Eating well on holiday

A few simple rules worth remembering:

  • Home cooking wins. You pick fresh ingredients and you know exactly what went into the dish. (Valeo has a shared kitchen for self-catering — book a room here.)
  • If something tastes off — stop eating. In hot weather food poisoning is easy to catch; an off taste is the first sign the food has gone bad.
  • Try new exotic dishes one at a time. Wait a day before testing the next one. If the soup contains nothing you recognise — probably best to skip it. Travelling already stresses the body; an unfamiliar dish on top can push it over.
  • Be careful with food sold on the beach (chebureks, shrimps, fish, baklava). If you must have a cheburek, buy it from a stall where it is cooked in front of you — even then you cannot really judge the meat.
  • Stay hydrated. Heat means you sweat more — top up with water, cold soups, home-made kompot.
  • Personal hygiene. Microbes multiply quickly in heat — keep up the showers, wash dishes promptly, change clothes often.

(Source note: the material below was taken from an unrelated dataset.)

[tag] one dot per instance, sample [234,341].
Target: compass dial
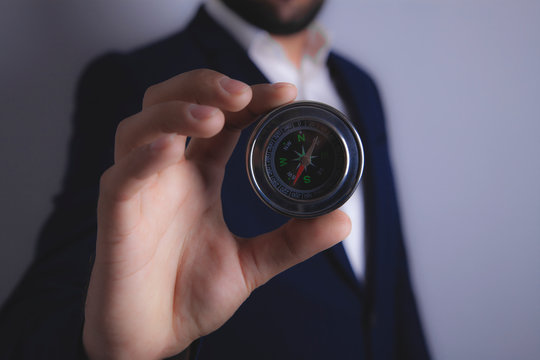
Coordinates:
[304,159]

If you’re travelling with children or going somewhere remote, bring a small first-aid kit: antiseptic, activated charcoal or another adsorbent, cotton wool and bandages, a fever reducer, insect-bite remedy, sun protection, painkillers.

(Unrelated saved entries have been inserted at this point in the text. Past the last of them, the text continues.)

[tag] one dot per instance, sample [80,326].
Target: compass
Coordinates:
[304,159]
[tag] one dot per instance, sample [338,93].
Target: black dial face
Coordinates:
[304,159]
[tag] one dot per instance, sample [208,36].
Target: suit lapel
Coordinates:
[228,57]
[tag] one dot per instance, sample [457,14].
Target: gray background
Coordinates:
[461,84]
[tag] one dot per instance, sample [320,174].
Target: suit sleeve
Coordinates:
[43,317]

Bottom line. If you want to enjoy the sea — not spend your holiday in hospital — watch what you eat. You don’t need to stand by the stove all day, of course, but cook for yourself at least sometimes, especially with kids in tow. Don’t go overboard with beach food — a homemade sandwich or some fruit is usually a better bet. Introduce exotic dishes slowly; remember that some seafood is a common allergen for children. And bring that small first-aid kit, just in case.